J Edgar must have been a tough one for its producers to sell; Americans place a premium on patriotism but this bitter biopic of the former head of the FBI offers few reasons for fist pumping.
It’s a humourless, two and a quarter hour-long love-triangle between the Oedipal title character, his dessicated mother and his assistant.
Director Clint Eastwood paints Hoover as an obsessive – possibly autistic, certainly suffering from undiagnosed mental distress – intent on destroying Communist forces within the US. His obsession with covert Red agents is even tentatively put forward as an explanation for his harassment of civil rights activists (he once tried to blackmail Martin Luther King Jr into turning down the Nobel Peace Prize).
Eastwood’s Hoover, though, isn’t motivated by an altruistic love of his country but a desperate need for acceptance. He willfully lies in his autobiography and happily takes the credit for the work of others; partly for posterity but mostly to please his mother.
Judie Dench plays Mrs Hoover as if she were starring in a prequel to Psycho, set shortly before the corpse of Mrs Bates is transported to a rocking chair in the attic: she’s terrifying. Her quietly menacing, ultra-conservative presence ripples uncomfortably throughout the film.
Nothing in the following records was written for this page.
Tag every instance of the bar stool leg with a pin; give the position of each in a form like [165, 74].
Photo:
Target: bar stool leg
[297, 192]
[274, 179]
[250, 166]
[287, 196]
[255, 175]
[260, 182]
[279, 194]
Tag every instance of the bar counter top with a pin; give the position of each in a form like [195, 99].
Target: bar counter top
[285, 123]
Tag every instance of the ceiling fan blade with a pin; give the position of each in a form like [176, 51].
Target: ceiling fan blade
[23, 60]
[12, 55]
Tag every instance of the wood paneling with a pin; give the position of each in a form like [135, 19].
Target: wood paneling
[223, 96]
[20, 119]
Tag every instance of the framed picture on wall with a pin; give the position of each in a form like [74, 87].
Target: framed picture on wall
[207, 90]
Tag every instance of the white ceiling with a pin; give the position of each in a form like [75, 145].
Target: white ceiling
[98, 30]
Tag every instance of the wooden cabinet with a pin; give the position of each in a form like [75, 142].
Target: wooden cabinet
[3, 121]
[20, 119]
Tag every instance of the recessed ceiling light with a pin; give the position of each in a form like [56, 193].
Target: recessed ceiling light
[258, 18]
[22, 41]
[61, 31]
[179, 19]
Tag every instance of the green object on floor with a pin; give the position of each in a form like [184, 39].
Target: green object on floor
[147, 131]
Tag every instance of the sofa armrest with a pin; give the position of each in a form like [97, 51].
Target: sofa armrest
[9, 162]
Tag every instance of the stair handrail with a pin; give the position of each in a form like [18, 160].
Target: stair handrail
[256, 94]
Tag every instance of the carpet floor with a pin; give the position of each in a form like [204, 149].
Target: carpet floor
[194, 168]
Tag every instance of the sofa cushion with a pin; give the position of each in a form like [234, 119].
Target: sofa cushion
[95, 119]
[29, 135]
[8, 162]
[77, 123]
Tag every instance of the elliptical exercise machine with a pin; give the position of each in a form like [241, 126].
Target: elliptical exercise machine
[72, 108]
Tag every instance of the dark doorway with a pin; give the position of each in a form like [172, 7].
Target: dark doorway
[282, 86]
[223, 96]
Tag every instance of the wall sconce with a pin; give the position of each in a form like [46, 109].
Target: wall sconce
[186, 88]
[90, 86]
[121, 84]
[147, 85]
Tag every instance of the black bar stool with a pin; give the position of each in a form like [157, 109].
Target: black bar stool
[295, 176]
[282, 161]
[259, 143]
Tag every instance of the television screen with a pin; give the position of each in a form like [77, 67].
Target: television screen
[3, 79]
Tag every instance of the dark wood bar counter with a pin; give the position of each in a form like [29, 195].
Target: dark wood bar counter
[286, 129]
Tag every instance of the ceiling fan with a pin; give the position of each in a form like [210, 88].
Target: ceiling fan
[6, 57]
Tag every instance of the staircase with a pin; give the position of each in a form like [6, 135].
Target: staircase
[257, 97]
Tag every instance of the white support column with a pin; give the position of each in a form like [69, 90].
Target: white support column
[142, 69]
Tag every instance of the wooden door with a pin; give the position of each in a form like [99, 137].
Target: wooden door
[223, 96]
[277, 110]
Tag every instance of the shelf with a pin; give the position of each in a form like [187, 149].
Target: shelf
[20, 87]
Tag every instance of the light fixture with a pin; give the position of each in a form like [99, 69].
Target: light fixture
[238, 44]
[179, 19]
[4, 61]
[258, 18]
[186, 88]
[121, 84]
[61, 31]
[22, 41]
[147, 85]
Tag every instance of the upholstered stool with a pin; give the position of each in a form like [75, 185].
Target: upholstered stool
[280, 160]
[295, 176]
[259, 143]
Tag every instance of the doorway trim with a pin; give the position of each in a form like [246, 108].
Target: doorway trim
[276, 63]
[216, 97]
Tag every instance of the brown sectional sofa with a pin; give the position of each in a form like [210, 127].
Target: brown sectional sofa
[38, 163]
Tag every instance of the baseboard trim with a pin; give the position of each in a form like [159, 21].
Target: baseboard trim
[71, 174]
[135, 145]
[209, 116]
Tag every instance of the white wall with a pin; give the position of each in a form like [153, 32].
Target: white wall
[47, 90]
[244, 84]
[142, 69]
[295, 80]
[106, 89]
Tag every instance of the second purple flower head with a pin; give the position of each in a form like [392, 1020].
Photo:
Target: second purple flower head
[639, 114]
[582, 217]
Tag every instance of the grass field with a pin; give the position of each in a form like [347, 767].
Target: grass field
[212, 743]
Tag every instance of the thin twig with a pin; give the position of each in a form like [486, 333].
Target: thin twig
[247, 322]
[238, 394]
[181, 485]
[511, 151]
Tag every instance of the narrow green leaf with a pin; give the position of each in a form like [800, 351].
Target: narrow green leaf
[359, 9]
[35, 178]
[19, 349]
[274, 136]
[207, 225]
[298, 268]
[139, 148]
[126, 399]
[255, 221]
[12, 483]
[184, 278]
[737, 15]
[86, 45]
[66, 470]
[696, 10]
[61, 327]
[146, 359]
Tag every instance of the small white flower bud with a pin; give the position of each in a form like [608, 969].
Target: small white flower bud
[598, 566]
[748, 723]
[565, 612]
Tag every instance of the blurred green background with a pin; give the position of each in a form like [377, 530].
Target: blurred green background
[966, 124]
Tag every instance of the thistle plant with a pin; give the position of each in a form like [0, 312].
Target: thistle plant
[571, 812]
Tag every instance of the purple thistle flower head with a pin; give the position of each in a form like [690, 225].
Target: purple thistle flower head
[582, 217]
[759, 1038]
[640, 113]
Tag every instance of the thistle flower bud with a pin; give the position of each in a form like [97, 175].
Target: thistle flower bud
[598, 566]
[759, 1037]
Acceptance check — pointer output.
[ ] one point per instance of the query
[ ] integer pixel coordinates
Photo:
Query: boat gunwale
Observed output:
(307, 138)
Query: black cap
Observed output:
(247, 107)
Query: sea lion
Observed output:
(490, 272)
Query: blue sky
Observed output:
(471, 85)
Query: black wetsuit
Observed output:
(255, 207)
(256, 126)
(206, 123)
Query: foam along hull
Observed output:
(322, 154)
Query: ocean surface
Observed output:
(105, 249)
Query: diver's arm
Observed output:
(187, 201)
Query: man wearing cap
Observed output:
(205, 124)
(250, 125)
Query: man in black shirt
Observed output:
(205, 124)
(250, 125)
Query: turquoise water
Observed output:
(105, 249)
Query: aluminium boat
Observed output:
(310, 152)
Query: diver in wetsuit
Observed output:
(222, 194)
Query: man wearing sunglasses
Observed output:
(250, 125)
Leonardo DiCaprio makes the pill slightly easier to swallow, bringing an element of charm to an otherwise charmless man. His portrayal of Hoover as an older man (the film charts his ascendency from ambitious 24-year-old through to his somewhat undignified death) is astonishing, in no small part down to outstanding make-up artistry.
Eastwood’s flair for uncomfortable silences is amply demonstrated. Hoover’s inability to accept the truth about his gay relationship with Clive Tolson – which is handled with commendable delicacy – is shown through a series of lingering shots of DiCaprio’s tortured face.
For the most part, the film is steadfastly ambivalent about its subject. His work in establishing the FBI is lauded but few justifications are made for his innumerable flaws. The experience leaves you thinking you probably wouldn’t want to spend, say, two and a quarter hours in his company. But J Edgar remains an original take on a fascinating, if rather unpleasant, figure in American’s living history.